28 de agosto de 2009
O jornal Valor Econômico, em sua edição de hoje, traz artigo da professora Misabel Derzi intitulado “Mudanças nos julgamentos tributários”, destacando seu recém-lançado livro “Modificações da Jurisprudência no Direito Tributário”.
 
 
Legislação & Tributos
Mudanças nos julgamentos tributários
Misabel Derzi
 
Nas sociedades contemporâneas complexas, as regras jurídicas – e nos referimos em especial às tributárias – devem pautar o comportamento das pessoas, presidir as decisões no mundo dos negócios, criar expectativas e inspirar confiança. Crise de confiança é crise do sistema, que impede todo planejamento, afastando os investimentos e gerando incerteza. Aqueles que seguem as normas jurídicas não podem ser frustrados com a cobrança retroativa do imposto, além da imposição de pesadas penalidades pecuniárias, que lhes precipita a falência.
 
No Brasil, desde a Constituição do Império, o legislador está proibido de frustrar tais expectativas, de modo que, ao alterar as leis, fica impedido de atingir os fatos inteiramente consumados no passado. Há décadas, igualmente, o administrador tributário não pode fazer decretos retroativos, nem tampouco modificar as declarações já feitas ou as respostas dadas a consultas formuladas pelos contribuintes, de modo a atingir fatos pretéritos. Portanto, se assim é para o Poder Legislativo e Executivo, por que não para o Judiciário?
 
O Poder Judiciário não pode alterar o seu entendimento livremente, invadindo o passado, sem proteger a confiança e a boa-fé daqueles que, de acordo com a jurisprudência vigente, pautaram o seu comportamento. Os exemplos se avolumam. No Supremo Tribunal Federal (STF), o julgamento do RE nº.370.682-SC-2007 negou o direito à dedução dos créditos presumidos do IPI, relativos à aquisição de produtos sujeitos à alíquota zero.
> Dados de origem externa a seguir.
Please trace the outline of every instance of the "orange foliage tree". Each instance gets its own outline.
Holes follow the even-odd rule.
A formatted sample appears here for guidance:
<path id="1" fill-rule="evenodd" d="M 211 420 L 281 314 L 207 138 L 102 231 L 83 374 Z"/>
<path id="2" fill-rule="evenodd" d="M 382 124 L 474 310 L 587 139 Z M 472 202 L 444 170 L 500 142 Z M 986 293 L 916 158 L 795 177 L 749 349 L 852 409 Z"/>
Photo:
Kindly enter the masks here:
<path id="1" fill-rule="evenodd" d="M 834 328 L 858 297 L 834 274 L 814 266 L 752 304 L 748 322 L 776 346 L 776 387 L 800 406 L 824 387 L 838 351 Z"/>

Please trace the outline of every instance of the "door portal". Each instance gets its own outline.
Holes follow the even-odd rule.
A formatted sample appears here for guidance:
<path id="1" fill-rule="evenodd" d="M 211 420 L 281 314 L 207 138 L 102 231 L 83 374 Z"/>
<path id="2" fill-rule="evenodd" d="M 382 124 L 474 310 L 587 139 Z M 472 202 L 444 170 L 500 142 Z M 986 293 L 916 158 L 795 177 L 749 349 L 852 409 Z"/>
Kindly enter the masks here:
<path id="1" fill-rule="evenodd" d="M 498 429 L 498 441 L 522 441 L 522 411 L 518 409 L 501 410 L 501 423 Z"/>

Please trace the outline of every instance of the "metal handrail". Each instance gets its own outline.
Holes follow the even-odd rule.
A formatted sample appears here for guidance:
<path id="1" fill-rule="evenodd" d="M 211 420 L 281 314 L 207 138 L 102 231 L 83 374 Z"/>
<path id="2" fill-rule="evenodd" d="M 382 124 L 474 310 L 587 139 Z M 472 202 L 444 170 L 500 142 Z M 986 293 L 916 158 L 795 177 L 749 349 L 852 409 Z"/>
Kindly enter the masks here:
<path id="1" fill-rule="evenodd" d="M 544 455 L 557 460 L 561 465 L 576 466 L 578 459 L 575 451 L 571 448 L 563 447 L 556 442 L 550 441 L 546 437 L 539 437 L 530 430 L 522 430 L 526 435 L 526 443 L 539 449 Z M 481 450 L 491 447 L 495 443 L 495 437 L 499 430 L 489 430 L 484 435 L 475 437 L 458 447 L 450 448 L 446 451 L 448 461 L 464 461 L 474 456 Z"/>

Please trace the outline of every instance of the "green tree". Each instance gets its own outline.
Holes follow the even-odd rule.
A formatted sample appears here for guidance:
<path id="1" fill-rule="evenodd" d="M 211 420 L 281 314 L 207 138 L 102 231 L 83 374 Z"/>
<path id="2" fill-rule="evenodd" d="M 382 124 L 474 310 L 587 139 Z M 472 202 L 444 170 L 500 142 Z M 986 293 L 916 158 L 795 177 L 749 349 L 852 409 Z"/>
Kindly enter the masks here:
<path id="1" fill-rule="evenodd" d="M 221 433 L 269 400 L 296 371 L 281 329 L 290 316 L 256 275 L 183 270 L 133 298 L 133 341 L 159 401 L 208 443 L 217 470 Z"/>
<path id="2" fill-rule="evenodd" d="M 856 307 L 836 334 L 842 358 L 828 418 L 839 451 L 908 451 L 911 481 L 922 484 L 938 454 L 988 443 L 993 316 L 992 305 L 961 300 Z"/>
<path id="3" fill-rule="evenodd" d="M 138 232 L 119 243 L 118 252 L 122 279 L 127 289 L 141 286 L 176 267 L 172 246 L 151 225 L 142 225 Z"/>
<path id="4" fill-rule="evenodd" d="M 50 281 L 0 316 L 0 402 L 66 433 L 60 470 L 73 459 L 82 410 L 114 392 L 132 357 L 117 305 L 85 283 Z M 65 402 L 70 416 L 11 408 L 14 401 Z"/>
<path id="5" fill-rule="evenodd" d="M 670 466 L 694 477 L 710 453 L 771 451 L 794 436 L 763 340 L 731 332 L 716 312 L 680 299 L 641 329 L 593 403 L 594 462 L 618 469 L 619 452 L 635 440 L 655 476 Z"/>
Tal decisão, tomada sem nenhuma mutação do texto da Constituição, é alteração do entendimento anterior, expresso pela corte no RE nº 350.446-PR, que tinha reconhecido o direito à dedução. Não importa discutir o mérito de tal decisão. O que importa é que, decorridos cinco anos, e embora o precedente alterado não tivesse transitado em julgado, nesse prazo, dezenas de recursos extraordinários que nele se apoiavam foram decididos monocraticamente pelos ministros da própria corte, que também acreditavam na definitividade do primeiro entendimento, posteriormente superado. Se o precedente reformado não tinha transitado em julgado, não é adequado falar em aplicação do princípio da irretroatividade, que se liga à vigência das normas no tempo, mas certamente será necessário invocar os princípios da proteção da confiança e da boa-fé objetiva para proteger o contribuinte. Se as singelas declarações de servidores públicos, esclarecimentos em consultas etc, obrigam o Estado, não tem sentido denegar a responsabilidade por julgamentos monocráticos de ministros da mais alta corte.
 
A mesma questão pode se repetir no RE 590809-RS, dessa vez em face da isenção. Depois de adotar em numerosos julgados a posição de que isenção não se confunde com alíquota zero, o tribunal vinha concedendo, de longa data, o direito à dedução de créditos presumidos no IPI, relativos à aquisição de matéria-prima isenta. A tal ponto se consolidou tal jurisprudência que até mesmo o legislador cuidou de elaborar normas similares, para reger a não-cumulatividade nas contribuições para o PIS e a Cofins, negando o direito ao crédito no caso da alíquota zero, mas reconhecendo-o na hipótese da isenção. Uma reviravolta jurisprudencial nesse tema poderá significar insegurança e prejuízos de milhões para muitos contribuintes se a corte não der à nova norma judicial a ser criada efeitos não retroativos.
 
O STJ tem, com mais frequência ainda, feito oscilar os seus julgados, em temas como forma de contagem da decadência e da prescrição; o crédito-prêmio do IPI etc.
 
As variações jurisprudenciais são inerentes à condição humana. Coube a Pontes de Miranda, ao dissertar sobre a milenar regra da irretroatividade, perceber as conexões entre as normas retroativas e a opressão religiosa. A Carta de Gregório IX (1230) e o direito canônico, que atuou nos Editos do século XVI, afirmaram a não retroação como regra, mas sempre autorizaram aos papas a retroatividade das regras, quando consistissem em revelação do direito divino (Coment. à Const. de 1967…, tomo V, RT, 1974, p.17).
 
Mas as regras humanas são limitadas pelo tempo. Nada de destemporalizar, pois as técnicas históricas e primitivas do totalitarismo coincidiram com a violência e o arbítrio incontrolado da regra, que pode nascer mesmo para trás, como alerta François Ost. Quando os juízes não são deuses, mas se inserem em um estado de direito, a imparcialidade com que devem decidir também deve ser afetada pela sensibilidade à precariedade da condição humana, falível e sujeita ao desconhecido complexo da contemporaneidade.
 
Felizmente, o Supremo e o STJ, nos últimos anos, e a propósito dos mesmos exemplos invocados acima, têm sinalizado com a responsabilidade pela confiança gerada por meio de seus julgados e a voz de alguns ministros tem ecoado em defesa da segurança, da proteção da confiança e da boa-fé dos contribuintes.
 
Misabel Derzi é professora titular de direito tributário da UFMG, presidente da Associação Brasileira de Direito Tributário (ABRADT) e autora do livro "Modificações da Jurisprudência no Direito Tributário"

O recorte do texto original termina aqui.